DILEMAS DO SEGUNDO MÊS
Por Roberto Luciano Fagundes
A queda de Eduardo Cunha no Conselho de Ética da Câmara Federal, primeiro passo para sua quase certa cassação definitiva, é boa ou ruim para o governo provisório de Michel Temer? Há, sem dúvida, certo alívio no Palácio do Planalto com a quebra da sua capacidade de influir politicamente, mas, ao mesmo tempo, uma grande preocupação quanto ao que poderá emergir desta confusão, que tende a se acentuar com a ciclotimia do presidente do Senado, que ora apoia, ora atrapalha o governo, e, agora, com as denúncias do ex-presidente da Transpetro, Sérgio Machado, que acabam de respingar em Temer. Este segundo mês de mandato promete…
Cunha é sempre um perigo, seja como amigo ou inimigo. Ajudou bastante na instalação do governo provisório, mas apenas porque o afastamento da presidente da República era parte fundamental de seus planos. Mas pode também prejudicar, e muito: ele tem no bolso uma fatura pelo serviço, pronta para ser oportunamente apresentada, e, mesmo na prisão, de que parece estar cada vez mais próximo, continuará a exercer o atemorizante poder que decorre de saber de muita coisa e de não estar disposto a cair sozinho. É exatamente aí que parecem se concentrar os maiores receios do governo de transição, que acabou por se abrigar sob um telhado de vidro quando, ao buscar o imprescindível apoio parlamentar, precisou fazer vista grossa a algumas reputações, digamos, duvidosas. Com uma Polícia Federal, um Ministério Público e um Judiciário que não se intimidam e que quase diariamente trazem à luz novos fatos, novos nomes – alguns inimagináveis –, novos indiciamentos e prisões, tudo é possível.
Mas nem tudo vai mal. Ao fim do primeiro mês do novo governo, a escolha da equipe econômica, incluídos aí os novos presidentes das empresas estatais, já era reconhecida, particularmente pelo mercado, como irretocável. As primeiras mudanças, como as que estabeleceram a nova meta fiscal e o contingenciamento de gastos já foram aprovadas pelo legislativo, sendo recebidas positivamente pelo setor produtivo, que até já demonstra certo otimismo, resultante de algumas melhoras em indicadores econômicos e fiscais, como a inflação levemente declinante e a igualmente pequena redução da dívida pública.

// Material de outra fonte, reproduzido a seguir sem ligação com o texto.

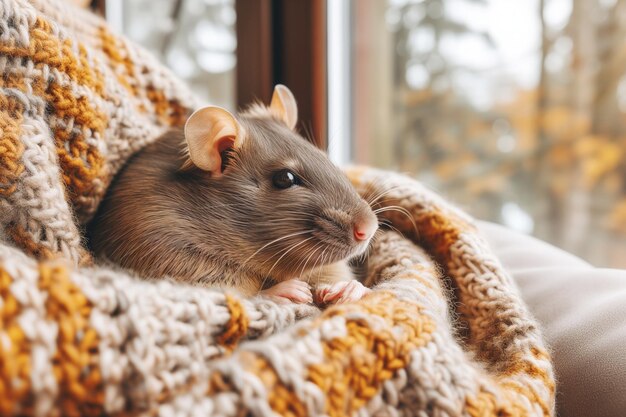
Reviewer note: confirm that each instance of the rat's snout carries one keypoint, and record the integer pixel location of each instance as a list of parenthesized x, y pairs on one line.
[(364, 228)]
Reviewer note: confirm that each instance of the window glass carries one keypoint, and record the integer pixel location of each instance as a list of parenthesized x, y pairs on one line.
[(513, 109), (196, 39)]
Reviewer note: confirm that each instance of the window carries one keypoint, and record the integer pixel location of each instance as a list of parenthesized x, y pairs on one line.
[(514, 110)]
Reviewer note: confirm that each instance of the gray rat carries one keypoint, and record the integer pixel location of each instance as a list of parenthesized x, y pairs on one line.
[(242, 202)]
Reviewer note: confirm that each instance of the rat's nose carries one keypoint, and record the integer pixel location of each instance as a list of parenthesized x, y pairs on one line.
[(364, 229)]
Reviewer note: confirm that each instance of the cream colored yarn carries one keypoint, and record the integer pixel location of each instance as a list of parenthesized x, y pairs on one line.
[(75, 102)]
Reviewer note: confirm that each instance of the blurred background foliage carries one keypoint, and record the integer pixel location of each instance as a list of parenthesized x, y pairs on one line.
[(513, 109)]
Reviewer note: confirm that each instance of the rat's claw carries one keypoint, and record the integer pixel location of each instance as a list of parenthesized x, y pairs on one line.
[(341, 292), (292, 290)]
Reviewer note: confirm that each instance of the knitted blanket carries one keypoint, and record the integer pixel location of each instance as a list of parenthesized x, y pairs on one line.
[(449, 337)]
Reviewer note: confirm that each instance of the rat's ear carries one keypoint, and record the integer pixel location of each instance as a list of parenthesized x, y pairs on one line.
[(284, 105), (209, 132)]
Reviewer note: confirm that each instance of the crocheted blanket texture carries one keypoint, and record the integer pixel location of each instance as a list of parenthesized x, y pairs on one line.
[(443, 333)]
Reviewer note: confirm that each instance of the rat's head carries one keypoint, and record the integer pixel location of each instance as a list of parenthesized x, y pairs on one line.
[(285, 206)]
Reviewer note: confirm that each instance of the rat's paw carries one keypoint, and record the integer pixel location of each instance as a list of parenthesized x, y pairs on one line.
[(341, 292), (292, 290)]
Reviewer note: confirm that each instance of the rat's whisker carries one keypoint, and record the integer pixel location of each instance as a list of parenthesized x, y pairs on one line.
[(286, 252), (271, 243)]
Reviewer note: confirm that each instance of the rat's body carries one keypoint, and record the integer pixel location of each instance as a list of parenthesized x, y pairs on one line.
[(274, 210)]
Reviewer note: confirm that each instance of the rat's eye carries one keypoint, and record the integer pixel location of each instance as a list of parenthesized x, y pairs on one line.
[(284, 179)]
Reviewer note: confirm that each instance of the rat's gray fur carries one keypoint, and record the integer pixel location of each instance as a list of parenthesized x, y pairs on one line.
[(236, 230)]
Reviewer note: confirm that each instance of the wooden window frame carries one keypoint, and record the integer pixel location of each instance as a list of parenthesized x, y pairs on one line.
[(284, 42)]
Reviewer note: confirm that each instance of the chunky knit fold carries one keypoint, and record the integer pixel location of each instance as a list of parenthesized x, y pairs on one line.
[(443, 333)]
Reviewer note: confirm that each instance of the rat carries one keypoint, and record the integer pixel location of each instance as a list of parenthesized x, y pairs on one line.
[(238, 202)]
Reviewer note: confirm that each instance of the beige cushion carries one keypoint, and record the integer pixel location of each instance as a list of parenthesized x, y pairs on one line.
[(583, 312)]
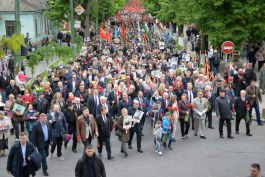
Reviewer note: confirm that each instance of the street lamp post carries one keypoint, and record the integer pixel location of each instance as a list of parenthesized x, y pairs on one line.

Contudo, não é possível afirmar que esta leve mudança de humor seja uma tendência, pois há nuvens à frente: apesar da aprovação parlamentar às primeiras reformas terem avançado com certa facilidade, elas, apesar de extremamente importantes, não são medidas que influam nem direta nem imediatamente no bolso dos brasileiros. São, digamos assim, intenções, diretrizes a serem seguidas. Mas o que acontecerá quando as reformas chegarem à criação de novos tributos, ao aumento daqueles já existentes, às leis trabalhistas, à Previdência Social?
Felizmente, até agora, os brasileiros parecem estar dando um voto de confiança a Temer, embora não o manifeste explicitamente. Pelo que se viu nas poucas e pífias manifestações de rua contrárias ao presidente, não há ainda motivo de grandes preocupações para o governo – que a elas, aliás, reagiu com absoluta indiferença. No Congresso, a postura dos partidos hoje na oposição é a que deles se poderia esperar: muita gritaria, muita cara feia, nenhuma argumentação racional – apenas a habitual ortodoxia ideológica, o anacrônico sectarismo, uma barulheira inócua. O que pode realmente ser danoso acontece entre os aliados: o velho fisiologismo.
Resta saber, porém, até quando vigorará este armistício informal, pois a população não está nem um pouco satisfeita. Os preços crescem incessantemente, o consumo está em queda, a chamada “nova classe média” viu se esvaírem suas conquistas (algo que já vem de mais tempo) e retrocedeu ao antigo patamar. O mais preocupante, porém, é o desemprego: está em 11% e deve chegar, logo, logo, aos 14%, uma situação impossível de se reverter pelo menos nos próximos dois anos, segundo preveem economistas.
O Brasil, enfim, vive um momento extremamente difícil – na política, na economia, nas próprias dúvidas dos brasileiros quanto ao futuro. Mas pior do que era não fica: temos hoje um governo que manifestamente quer acertar e, para isso, precisa de apoio. Está ruim, mas já pensaram se Dilma voltar?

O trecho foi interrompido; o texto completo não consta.